I gave up. Morning chats with an attractive and potentially consenting member of the opposite sex always make me shift focus to one of the lower chakras, and getting Ronnie mad would lessen the chance of that chakra being allowed to go out to play.
“Here,” I said. I got up from the chair and went to the bed. “Lift the brush so you won’t yell at me when you paint your knuckle.” When she did I plopped onto the bed. “Look. This is the Cartier. It’s perfect. Immaculate artistry: rubies, diamonds, platinum, the whole shmear. And then there’s this.” I held out my other hand. In it was a brooch, of a kind, with an irregular birdcage made of bent wire to house a carved wooden bird, clumsily painted red, white, and blue. The whole thing had been glued to a piece of low-budget metal which had, in turn, been glued to a rusty safety pin. The metal of the cage was tarnished and corroded, an uneven spiral that looked like it might have begun life as a watch spring. There was a hair in the glue, and the colors of the paint had faded. Neither the carving nor the painting of the bird was exactly skillful, but it had a certain raw attitude, an improbable vitality.
She touched the tarnished cage and the bars wobbled. A self-respecting parakeet could have busted out in seconds. “Why would you take this?”
“They were together in the box. I thought I’d take them together, try to figure it out.”

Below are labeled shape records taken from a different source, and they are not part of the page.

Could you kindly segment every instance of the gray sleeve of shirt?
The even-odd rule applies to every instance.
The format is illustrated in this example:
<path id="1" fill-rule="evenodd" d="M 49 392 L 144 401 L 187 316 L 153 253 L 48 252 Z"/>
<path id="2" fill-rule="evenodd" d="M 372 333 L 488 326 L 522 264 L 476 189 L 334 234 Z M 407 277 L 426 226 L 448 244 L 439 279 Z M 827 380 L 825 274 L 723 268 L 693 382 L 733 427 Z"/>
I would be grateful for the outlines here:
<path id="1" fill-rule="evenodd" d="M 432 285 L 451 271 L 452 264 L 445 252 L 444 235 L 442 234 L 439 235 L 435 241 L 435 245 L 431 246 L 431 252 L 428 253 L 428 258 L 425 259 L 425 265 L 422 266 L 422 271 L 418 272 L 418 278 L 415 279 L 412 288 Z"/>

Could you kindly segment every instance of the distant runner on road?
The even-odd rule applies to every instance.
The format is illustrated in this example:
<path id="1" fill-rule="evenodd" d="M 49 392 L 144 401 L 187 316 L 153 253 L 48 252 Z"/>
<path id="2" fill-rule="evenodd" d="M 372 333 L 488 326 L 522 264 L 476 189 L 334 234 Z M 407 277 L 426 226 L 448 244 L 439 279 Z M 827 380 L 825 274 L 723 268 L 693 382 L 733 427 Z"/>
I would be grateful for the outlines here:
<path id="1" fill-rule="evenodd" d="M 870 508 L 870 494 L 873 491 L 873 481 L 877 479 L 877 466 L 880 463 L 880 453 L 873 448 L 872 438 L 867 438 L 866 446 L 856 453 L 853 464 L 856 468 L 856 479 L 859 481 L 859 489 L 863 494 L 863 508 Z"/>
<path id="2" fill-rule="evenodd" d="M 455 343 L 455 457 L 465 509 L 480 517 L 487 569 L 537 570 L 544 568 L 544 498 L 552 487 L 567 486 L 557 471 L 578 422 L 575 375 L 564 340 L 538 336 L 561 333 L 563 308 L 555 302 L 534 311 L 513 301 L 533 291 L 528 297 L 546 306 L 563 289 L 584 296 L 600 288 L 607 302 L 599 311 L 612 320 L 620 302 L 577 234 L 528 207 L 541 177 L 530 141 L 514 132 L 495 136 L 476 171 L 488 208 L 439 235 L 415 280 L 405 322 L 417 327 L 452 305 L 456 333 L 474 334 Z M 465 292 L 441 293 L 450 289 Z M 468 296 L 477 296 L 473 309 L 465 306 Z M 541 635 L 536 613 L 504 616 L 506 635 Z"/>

“I like it better,” she said. “Want to give me this one?”
“Would it affect the way we spend the next ninety minutes?”
“Naw. You’ve been good enough. And, although I’ll deny this if you tell anyone I said it, we women experience the occasional
meat-dance urge, too, when we’re in the company of a competent but not too dominant male who smells good and has nice manners and a knack for abstract thinking. In a pinch, forget the thinking. Let me look at that for a minute while my nails dry.” She extended her right hand, the one she’d done first, palm up, and I put the handmade birdcage into it. She brought it up close to her face, looking down at it, and said, “The fancy one is pretty. But this one is beautiful.”
“You’ve got a fine eye.”
“I already told you I’d honor your ticket.”
“I need to get someone to look at it. Someone who’s not Stinky.”
“Oh, just take him some flowers.”
“He hired a guy to
kill
me.”
“Orchids, then.”
Somebody knocked on the motel room door. Not aggressive, but confident. I snatched the homemade brooch from her hand and dropped both of them into the jewelry box, which had a label from a chain of budget stores on it, and motioned to Ronnie to do one more button on her blouse, not because she really needed to, but because I wanted to watch. When the show was over, I went to the closet and got my Glock out of the holster that was dangling from the coat hook on the inside of the door. Then, holding the gun in the hand I kept behind the door, I pulled it open and felt my stomach sink.